Authors: Rebecca Giblin and Kimberlee G. Weatherall
Abstract: For the most part, library uses of physical objects embodying copyright protected works occur outside the purview of copyright and of the market. Loan of physical books falls outside the copyright owner’s exclusive rights; uses that might otherwise invoke them, such as the making of copies for interlibrary loans, have been explicitly carved out through exceptions. Authors are remunerated for Australian library uses via statutory public lending rights, which use distinctly non-market considerations in distribution.
That all changes when works take digital form. Lending bits instead of books requires making copies and transmissions, which puts those transactions squarely within the purview of the copyright owner. As a result, their contours end up being determined by private contract (supported by laws prohibiting the circumvention of technological access controls). Thus the forces of the market rule whether libraries get to lend ebooks, and on what terms, with some ad hoc, poorly thought-through and very limited carve-outs.
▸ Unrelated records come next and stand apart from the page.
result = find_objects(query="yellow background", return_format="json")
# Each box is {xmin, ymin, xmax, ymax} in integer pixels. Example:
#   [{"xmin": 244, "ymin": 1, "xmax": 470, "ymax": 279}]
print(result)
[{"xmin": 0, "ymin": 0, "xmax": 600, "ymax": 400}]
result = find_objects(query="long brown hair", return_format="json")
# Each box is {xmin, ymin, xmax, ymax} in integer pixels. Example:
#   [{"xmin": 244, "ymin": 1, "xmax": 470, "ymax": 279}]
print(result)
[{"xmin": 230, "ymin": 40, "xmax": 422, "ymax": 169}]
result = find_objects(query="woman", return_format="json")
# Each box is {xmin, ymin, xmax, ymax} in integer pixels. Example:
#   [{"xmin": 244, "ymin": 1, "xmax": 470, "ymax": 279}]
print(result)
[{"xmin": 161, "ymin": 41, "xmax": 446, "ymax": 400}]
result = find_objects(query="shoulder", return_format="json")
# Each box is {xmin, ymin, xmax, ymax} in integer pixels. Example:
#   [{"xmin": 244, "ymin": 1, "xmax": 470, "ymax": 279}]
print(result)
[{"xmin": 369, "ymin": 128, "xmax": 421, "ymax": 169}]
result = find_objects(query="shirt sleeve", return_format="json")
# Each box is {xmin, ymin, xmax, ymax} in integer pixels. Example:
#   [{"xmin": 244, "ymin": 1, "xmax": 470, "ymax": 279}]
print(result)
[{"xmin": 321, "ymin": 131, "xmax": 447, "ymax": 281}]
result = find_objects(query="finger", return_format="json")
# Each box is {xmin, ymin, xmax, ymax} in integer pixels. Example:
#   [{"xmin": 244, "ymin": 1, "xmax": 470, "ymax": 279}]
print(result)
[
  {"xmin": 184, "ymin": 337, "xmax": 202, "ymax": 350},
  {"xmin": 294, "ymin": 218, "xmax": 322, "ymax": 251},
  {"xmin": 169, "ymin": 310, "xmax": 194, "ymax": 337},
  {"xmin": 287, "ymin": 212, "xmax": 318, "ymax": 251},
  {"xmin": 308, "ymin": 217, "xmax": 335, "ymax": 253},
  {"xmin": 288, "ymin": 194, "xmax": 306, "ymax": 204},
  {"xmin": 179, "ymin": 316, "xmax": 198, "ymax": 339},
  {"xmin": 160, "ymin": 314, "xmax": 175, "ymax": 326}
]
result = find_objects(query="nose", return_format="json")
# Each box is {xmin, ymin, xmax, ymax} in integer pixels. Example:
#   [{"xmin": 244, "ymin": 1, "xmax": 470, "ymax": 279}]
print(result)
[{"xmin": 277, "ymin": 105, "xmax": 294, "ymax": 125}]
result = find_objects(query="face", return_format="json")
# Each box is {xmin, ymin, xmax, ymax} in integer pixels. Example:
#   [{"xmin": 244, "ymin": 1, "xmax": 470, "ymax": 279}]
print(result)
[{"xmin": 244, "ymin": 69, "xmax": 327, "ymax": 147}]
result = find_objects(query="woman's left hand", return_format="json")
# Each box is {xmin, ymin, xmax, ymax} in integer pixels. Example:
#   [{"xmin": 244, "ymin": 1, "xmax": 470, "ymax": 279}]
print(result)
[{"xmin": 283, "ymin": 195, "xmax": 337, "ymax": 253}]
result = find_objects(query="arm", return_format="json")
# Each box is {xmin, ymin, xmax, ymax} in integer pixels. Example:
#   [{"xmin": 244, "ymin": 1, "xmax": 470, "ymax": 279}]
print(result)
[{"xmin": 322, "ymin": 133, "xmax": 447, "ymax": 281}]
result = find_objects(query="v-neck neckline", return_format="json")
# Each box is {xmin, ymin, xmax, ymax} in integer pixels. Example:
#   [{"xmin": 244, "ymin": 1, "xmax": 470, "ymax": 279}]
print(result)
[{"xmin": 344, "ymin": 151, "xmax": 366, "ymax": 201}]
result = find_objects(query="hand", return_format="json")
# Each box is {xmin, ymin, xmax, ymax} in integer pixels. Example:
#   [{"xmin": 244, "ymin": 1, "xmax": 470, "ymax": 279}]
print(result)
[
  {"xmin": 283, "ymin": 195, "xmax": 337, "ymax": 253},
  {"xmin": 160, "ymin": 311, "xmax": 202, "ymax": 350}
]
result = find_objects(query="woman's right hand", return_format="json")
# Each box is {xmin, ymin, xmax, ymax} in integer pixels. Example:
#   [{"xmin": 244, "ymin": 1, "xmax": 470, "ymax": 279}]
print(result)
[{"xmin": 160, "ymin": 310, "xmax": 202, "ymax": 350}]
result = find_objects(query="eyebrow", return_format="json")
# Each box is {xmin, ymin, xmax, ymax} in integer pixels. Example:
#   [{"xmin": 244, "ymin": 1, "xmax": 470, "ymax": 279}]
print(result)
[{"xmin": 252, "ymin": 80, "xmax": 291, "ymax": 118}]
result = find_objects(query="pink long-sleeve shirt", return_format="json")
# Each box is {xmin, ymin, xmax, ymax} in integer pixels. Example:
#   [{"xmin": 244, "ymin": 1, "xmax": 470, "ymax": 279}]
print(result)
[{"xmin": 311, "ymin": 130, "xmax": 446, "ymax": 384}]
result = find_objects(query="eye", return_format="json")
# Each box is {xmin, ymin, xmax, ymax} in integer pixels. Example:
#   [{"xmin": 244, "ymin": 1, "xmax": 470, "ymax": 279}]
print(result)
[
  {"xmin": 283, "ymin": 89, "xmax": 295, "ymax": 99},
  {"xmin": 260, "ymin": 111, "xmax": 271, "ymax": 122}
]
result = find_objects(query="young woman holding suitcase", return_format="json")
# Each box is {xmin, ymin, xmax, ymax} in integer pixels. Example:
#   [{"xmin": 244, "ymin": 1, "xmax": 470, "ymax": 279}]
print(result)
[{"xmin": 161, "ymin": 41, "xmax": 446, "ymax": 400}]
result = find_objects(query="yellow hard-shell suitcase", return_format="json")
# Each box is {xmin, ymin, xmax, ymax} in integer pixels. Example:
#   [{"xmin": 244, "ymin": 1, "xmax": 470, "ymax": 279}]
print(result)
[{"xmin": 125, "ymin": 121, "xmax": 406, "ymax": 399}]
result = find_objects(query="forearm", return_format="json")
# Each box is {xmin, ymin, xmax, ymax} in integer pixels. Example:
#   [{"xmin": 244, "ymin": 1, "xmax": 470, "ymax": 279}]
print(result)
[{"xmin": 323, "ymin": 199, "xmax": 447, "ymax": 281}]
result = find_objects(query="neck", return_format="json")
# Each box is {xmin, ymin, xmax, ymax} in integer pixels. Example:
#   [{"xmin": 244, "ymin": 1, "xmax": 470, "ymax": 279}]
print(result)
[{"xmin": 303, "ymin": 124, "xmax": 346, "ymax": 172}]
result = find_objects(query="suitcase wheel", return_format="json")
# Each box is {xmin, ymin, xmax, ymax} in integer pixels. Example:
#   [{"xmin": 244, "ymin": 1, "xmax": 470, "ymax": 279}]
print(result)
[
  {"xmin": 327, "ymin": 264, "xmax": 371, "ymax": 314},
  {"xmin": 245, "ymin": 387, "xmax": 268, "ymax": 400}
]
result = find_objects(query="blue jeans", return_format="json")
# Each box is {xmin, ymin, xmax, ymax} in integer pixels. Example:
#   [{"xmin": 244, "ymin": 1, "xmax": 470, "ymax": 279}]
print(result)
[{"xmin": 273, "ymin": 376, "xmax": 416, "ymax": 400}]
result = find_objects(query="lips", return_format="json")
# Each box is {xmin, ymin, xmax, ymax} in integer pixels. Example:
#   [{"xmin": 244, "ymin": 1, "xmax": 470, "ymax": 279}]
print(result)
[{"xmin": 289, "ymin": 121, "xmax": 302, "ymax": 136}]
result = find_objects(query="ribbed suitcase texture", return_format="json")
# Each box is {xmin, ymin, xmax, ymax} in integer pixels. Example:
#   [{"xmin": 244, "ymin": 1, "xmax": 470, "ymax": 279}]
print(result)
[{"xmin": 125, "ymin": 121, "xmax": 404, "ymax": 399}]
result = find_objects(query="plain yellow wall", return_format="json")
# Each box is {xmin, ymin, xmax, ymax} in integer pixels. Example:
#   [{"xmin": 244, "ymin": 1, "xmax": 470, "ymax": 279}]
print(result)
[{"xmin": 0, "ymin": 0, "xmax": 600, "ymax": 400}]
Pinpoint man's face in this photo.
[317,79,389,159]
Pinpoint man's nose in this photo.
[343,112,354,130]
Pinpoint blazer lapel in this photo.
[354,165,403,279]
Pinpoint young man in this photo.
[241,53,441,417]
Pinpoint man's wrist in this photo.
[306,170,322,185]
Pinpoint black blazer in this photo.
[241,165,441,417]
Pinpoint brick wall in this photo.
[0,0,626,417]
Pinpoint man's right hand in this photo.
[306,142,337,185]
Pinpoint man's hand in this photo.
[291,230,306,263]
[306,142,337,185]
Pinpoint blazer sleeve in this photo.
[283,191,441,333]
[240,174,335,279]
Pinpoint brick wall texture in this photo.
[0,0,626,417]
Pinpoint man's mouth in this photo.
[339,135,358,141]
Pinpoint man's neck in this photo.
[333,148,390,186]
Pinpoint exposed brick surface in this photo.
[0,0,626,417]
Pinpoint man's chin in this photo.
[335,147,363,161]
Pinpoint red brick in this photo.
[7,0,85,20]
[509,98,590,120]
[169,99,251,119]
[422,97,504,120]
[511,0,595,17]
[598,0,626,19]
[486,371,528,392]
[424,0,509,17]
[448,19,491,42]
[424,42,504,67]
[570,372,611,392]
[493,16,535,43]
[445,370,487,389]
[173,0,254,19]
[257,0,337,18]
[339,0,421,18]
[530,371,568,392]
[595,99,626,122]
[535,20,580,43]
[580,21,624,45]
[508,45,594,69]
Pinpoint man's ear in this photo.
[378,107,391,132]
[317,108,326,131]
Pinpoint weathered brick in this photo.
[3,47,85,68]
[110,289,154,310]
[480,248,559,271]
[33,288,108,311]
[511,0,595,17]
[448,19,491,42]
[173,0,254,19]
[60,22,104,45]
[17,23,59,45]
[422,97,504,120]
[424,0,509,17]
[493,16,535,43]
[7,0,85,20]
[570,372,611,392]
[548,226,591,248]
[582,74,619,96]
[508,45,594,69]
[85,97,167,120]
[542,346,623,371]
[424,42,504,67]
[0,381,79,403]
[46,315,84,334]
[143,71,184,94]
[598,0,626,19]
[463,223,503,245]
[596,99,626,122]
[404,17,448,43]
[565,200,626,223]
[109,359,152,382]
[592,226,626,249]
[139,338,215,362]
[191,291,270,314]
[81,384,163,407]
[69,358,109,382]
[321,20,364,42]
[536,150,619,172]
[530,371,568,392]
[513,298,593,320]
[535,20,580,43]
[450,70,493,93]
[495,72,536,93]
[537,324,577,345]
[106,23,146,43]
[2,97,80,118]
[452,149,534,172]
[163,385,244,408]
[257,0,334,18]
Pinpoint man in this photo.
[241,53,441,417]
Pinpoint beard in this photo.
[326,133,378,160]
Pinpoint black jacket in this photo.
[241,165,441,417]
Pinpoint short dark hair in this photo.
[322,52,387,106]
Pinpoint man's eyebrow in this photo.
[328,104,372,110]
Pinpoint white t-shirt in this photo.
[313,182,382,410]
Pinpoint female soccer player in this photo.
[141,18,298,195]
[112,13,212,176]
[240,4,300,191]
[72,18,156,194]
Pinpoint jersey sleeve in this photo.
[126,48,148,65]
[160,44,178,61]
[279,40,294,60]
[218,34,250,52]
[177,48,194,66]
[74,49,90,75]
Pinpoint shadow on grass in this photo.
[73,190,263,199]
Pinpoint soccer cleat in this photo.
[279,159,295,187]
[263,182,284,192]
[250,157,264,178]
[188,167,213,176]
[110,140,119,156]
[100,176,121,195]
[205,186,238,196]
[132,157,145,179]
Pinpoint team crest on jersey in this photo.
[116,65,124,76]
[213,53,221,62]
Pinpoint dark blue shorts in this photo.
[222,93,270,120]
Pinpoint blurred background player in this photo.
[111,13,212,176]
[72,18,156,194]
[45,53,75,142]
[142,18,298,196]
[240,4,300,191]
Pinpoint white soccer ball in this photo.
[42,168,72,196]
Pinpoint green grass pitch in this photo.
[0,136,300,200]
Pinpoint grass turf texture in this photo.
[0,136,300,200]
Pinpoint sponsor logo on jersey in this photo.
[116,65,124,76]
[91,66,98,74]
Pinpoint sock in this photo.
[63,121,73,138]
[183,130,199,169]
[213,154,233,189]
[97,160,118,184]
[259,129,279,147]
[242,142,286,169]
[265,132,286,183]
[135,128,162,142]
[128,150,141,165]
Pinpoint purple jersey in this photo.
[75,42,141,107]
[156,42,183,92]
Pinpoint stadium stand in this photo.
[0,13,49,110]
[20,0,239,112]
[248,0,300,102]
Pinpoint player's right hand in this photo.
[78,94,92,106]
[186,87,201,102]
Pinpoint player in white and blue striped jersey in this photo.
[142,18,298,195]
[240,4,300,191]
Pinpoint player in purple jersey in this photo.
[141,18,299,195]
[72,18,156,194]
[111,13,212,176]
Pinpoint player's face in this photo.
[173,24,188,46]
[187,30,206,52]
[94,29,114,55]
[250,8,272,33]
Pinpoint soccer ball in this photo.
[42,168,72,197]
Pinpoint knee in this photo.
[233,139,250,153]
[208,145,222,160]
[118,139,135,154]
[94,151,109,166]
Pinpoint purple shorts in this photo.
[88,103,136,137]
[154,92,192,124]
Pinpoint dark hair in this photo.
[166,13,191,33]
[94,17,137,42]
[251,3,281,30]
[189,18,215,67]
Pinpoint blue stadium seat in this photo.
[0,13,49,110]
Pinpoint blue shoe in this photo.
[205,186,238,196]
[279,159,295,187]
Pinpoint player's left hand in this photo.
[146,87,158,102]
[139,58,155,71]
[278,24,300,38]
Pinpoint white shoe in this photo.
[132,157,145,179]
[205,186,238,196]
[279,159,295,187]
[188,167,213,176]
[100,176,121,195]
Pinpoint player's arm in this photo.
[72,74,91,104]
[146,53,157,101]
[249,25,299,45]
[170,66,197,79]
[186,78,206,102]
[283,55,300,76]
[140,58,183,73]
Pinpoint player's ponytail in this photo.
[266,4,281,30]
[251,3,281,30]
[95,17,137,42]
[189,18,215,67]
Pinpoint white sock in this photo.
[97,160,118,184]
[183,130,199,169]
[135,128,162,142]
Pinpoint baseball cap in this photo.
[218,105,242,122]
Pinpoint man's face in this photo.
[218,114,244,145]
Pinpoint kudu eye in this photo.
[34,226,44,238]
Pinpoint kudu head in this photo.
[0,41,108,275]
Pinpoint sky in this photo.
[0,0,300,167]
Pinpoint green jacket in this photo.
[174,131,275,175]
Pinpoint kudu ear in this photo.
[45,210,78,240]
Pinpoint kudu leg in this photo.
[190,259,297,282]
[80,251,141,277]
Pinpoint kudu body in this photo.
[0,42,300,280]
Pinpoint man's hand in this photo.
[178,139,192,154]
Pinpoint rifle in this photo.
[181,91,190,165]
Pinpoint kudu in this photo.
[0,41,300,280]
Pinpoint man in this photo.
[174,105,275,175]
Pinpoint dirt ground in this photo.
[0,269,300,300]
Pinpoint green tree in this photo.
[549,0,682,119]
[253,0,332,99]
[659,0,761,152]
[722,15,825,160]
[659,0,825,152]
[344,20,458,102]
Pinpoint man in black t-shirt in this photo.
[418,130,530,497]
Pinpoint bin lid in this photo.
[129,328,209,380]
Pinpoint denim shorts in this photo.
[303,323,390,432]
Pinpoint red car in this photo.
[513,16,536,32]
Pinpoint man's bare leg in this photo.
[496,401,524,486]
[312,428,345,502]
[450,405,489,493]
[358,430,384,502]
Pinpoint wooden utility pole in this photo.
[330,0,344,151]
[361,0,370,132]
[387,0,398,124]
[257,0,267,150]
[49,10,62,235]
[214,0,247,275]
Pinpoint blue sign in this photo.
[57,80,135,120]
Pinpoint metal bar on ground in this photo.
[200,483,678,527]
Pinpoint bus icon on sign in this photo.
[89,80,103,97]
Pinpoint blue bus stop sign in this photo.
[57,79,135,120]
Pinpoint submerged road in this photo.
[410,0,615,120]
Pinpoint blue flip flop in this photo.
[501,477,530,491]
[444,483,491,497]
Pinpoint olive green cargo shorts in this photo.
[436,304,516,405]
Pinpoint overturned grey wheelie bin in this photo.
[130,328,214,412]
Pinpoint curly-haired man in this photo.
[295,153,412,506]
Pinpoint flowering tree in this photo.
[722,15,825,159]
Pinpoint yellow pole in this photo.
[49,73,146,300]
Allowing largely unqualified operation of market forces in this emerging format has potentially significant implications for Australian society. Libraries have traditionally played an important role in furthering the public’s interest in access to content in Australia, as well as a range of other societal goals including the encouragement of Australian authorship. This paper provides a doctrinal mapping of the regulation of physical and digital lending. It also identifies avenues of investigation which need to be explored to inform the practices of libraries and policymaking. What could we lose by a wholesale operation of market forces? And what could we gain?
Citation: Giblin, Rebecca and Weatherall, Kimberlee G., At the Intersection of Public Service and the Market: Libraries and the Future of Lending (August 1, 2015). Australian Intellectual Property Journal (forthcoming 2015).